Trading volumes showed 1.5 billion shares exchanging hands on the New York Stock Exchange and 2.0 billion trading on the Nasdaq Stock Market. Advancing issues beat decliners by 11 to 5 on the NYSE and by 16 to 13 on the Nasdaq.
Shanghai deja vu
Overnight, the Shanghai Composite stumbled 6.5% after China's stock trades tax hike led to fears that, as in February, a big drop there could lead to declines elsewhere, despite the market being virtually shut to foreign investors. There were lighter losses on bourses in Tokyo and London.
Analysts said the follow-through in New York trade from Shanghai's selloff would be limited, as the U.S. market in recent weeks has become more relaxed about developments in the booming Chinese equities market.
"This is reminiscent of what happened in late February," said George Yared of Yared Investment Research, referring to a major U.S. market correction triggered by another Shanghai selloff. "There was heavy discussion then too of making taxes on stock trades more stringent."
But "what is interesting is that we saw this game already and we were victimized before," Yared said.
Even commodity markets took the Shanghai news in stride.
Gold finished down $4.10 to close at $653.10 an ounce, amid concerns that Chinese growth and investments could wane. But the shares of metals miners were mixed, with the likes of Eldorado Gold Corp falling while some, such as Freeport McMoRan Copper and Gold advanced.
And crude futures rose 40 cents to close at $63.55 a barrel, bouncing back from a sell-off on Tuesday.
By sector, oil services , real estate investment trusts and financials led the gains, while semiconductors and pharmaceuticals were among the few areas seeing some weakness.
"The interest ting, is that this time around, we were able to separate the Shanghai stock market from the Chinese economy," said Jefferies' Hogan.
"Now the major concern is that the Chinese economy continues to grow, not the stock market. It's not the stock market that brings up demand for steel and other things that we sell to China."
Economy and markets
The latest ADP employment report suggested that jobs growth this month will come in below the 150,000 new jobs forecast by MarketWatch. The official May employment report will be released on Friday.

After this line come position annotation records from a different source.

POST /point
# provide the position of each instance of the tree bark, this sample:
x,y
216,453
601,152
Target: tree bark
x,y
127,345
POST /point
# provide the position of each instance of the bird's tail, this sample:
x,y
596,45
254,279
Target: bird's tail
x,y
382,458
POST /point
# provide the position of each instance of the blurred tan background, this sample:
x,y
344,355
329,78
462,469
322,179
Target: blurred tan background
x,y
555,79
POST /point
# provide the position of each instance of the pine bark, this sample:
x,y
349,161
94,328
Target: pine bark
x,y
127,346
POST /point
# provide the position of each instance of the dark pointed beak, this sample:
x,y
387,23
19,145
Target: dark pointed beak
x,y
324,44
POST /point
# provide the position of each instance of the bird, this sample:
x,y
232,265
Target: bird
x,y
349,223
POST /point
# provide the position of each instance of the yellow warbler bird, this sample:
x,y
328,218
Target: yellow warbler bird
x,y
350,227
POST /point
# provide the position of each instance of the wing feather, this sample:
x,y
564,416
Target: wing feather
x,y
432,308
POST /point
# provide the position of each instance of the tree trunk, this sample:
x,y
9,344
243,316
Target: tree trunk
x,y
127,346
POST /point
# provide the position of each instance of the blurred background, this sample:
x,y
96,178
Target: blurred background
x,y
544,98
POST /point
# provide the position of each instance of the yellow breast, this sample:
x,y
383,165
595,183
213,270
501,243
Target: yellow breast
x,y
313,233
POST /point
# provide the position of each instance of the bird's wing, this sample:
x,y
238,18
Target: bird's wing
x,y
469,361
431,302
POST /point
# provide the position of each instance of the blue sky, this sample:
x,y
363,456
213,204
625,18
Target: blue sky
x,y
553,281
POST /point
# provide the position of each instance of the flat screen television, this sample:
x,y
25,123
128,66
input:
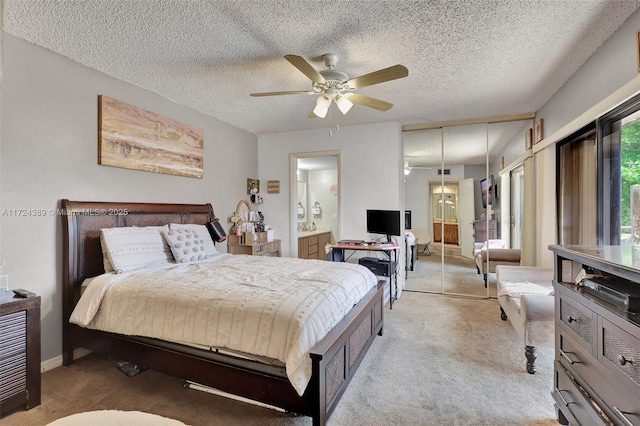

This news and weakness in global equities had sparked early interest in low-risk Treasurys but the bid was lost as U.S. stocks recovered. The benchmark 10-year Treasury note finished up only 1/32 at 97-1/32 with a yield of 4.884%. Overnight there were also rallies for Japanese and German bonds.
The dollar was down against the yen and up against the euro.
Futures market operator Intercontinental Exchange Inc. is continuing with its efforts to take over CBOT Holdings. According to the Wall Street Journal, ICE has reached a deal, valued at $665 million, that would settle a dispute between CBOT parent of the Chicago Board of Trade, and its rival, the Chicago Board Options Exchange.
That deal can go into effect only if ICE wins CBOT. Both ICE and the Chicago Mercantile Exchnage had bid for the CBOT, whose management factors the Chicago exchange.
The shareholder-advisory service Shareholder Institutional Services is urging Biomet Inc. shareholders to reject a $10.9 billion private-equity deal for the company, the Wall Street Journal reported.
Holders of the Warsaw, Ind., designer of artificial knees are set to vote June 8 on a bid by a group including Blackstone, Goldman Sachs, Kohlberg Kravis Roberts and TPG Capital.
Elsewhere, Cantor Fitzgerald is offering $9.75 a share for stock of eSpeed, which it plans to combine with BGC Partners.
Technology retailer CDW will be bought by buyout firm Madison Dearborn for about $7.3 billion.